Early diagnosis may allow more time for optimal management and the mainstay investigation for diagnosing PCAs is imaging. Transthoracic echocardiography (TTE) is non-invasive and most commonly used to detect a right atrial mass or pericardial effusion, raising suspicion of PCA. Further imaging techniques such as CT or cardiac magnetic resonance imaging (cMRI) help to better differentiate tumours, the extent of their local infiltration and metastatic spread.8,9 Chest X-rays usually show cardiomegaly, a non-specific sign.

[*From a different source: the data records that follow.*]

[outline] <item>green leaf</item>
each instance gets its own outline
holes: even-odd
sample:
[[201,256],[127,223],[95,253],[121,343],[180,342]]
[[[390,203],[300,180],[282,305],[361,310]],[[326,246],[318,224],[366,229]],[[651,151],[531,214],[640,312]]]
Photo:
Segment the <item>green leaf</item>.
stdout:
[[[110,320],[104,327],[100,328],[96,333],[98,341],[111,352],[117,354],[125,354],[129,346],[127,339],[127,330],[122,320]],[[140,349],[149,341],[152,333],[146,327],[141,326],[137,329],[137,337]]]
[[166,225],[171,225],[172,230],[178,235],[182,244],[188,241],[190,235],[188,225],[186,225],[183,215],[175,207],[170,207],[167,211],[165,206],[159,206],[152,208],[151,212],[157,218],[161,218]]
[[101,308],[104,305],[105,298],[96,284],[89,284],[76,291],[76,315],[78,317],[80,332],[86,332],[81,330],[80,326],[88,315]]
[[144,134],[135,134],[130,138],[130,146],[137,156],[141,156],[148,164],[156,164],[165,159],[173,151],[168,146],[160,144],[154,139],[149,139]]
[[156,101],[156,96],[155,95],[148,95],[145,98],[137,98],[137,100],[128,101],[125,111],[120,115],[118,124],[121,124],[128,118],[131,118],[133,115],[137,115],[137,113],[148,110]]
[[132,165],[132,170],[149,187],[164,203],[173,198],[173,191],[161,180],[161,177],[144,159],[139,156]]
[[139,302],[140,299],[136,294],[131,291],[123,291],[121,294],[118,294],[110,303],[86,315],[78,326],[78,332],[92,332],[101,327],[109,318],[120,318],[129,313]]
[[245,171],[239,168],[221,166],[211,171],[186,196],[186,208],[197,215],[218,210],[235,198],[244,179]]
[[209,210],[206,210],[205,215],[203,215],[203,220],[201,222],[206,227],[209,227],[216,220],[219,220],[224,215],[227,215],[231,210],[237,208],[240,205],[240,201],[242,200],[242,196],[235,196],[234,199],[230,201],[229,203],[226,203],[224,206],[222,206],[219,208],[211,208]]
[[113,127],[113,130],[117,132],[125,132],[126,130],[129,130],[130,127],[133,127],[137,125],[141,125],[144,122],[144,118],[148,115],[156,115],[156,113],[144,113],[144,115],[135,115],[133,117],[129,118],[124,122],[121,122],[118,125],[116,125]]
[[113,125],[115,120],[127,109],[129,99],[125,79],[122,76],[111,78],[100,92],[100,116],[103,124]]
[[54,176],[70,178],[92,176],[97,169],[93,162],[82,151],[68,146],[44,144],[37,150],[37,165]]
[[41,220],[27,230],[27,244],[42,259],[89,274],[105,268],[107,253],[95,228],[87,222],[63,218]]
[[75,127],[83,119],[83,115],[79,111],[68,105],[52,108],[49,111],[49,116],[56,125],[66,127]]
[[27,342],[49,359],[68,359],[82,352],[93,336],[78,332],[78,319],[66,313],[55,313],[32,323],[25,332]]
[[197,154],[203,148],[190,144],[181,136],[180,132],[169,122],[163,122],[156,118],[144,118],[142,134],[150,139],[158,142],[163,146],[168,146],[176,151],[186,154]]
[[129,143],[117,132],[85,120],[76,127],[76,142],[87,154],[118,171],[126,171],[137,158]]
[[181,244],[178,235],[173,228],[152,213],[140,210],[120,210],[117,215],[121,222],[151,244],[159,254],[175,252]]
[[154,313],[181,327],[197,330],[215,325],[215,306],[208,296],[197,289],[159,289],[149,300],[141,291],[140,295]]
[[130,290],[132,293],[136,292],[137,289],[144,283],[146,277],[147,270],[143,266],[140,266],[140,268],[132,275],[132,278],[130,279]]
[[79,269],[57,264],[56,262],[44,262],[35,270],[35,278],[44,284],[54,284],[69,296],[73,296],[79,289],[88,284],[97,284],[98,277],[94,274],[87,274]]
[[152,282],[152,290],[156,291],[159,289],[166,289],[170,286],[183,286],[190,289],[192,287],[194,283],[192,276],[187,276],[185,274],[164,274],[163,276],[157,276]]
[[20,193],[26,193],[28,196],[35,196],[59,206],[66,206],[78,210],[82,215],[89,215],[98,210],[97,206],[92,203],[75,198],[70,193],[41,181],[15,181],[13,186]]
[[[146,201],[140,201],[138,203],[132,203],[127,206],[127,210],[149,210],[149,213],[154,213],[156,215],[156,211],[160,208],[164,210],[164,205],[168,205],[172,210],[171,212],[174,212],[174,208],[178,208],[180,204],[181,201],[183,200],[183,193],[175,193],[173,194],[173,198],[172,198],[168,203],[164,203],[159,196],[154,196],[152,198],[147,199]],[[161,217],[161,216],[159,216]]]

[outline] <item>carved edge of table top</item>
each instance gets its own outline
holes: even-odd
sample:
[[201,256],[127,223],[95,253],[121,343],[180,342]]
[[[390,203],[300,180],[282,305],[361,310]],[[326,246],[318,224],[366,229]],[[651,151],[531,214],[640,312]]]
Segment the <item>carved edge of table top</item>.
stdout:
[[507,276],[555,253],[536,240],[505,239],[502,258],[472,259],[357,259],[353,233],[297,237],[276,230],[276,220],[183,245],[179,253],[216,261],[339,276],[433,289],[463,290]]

Tissue diagnosis is also crucial, especially in cases with diagnostic uncertainty such as ours. PCAs are defined histopathologically as malignant tumour cells that display endothelial differentiation with mitotic figures and areas of necrosis.1,10 Microscopically they form irregular vascular spaces and are immunohistochemically positive for endothelial markers such as CD31.10 Cytology from pericardiocentesis, however, rarely yields a conclusive diagnosis, and tissue specimens obtained from myocardial biopsy via thoracoscopy can be non-diagnostic, with a high risk of cardiac rupture.11 Therefore tissue diagnosis is not always possible, but if metastases are present, these can sometimes be biopsied too.
Due to the rarity, complexity and rapidly progressing nature of PCAs, an MDT approach is required. Specific evidence-based algorithms for PCAs are not yet available due to the rarity of cases so management decisions are often extrapolated from extracardiac soft-tissue sarcomas. Surgical resection with adjuvant chemotherapy is possible in local, non-metastatic disease; however, complete resection is difficult since PCAs are large and often involve vital cardiac structures. Some studies show that even incomplete resection may help with tumour control and a prolonged symptom-free period.12 Radiotherapy is a recognised treatment in localised disease, but it can cause myocardial injury. In advanced metastatic PCAs, anthracycline-ifosfamide regimens have been used providing better overall survival than surgery or radiotherapy.13,14 Doxorubicin-based regimens are currently gold standard chemotherapy, but they have cardiotoxic effects, which can limit their use.9,13,14 Recent studies suggest that taxanes such as paclitaxel may be of more benefit, with less cardiotoxic effects.4 However, due to the poor condition of these patients at presentation, chemotherapy may have limited use and newer therapies still in trials may prove promising, such as tyrosine kinase inhibitors (TKIs) of angiogenesis.4,13 Approaches offering a combination of surgery, radiotherapy and chemotherapy, or targeted TKIs, may offer hope for increased survival in certain patients.
Conclusion
We presented the case of a 49-year-old Southeast Asian woman of metastatic PCA. It highlights the non-specific clinical presentation of the disease, its diagnostic difficulties and the choice of diagnostic modalities on offer to aid early diagnosis. It also highlights the rapid and aggressive course of PCAs. Although doxorubicin-based chemotherapy is currently the mainstay of treatment for metastatic PCAs, more studies are required to develop evidence-based algorithms for optimal management, including the use of newer more targeted therapies.
Acknowledgement
Dr Petra Dildey, Consultant Cellular Pathologist, RVI for the review of histopathology slides.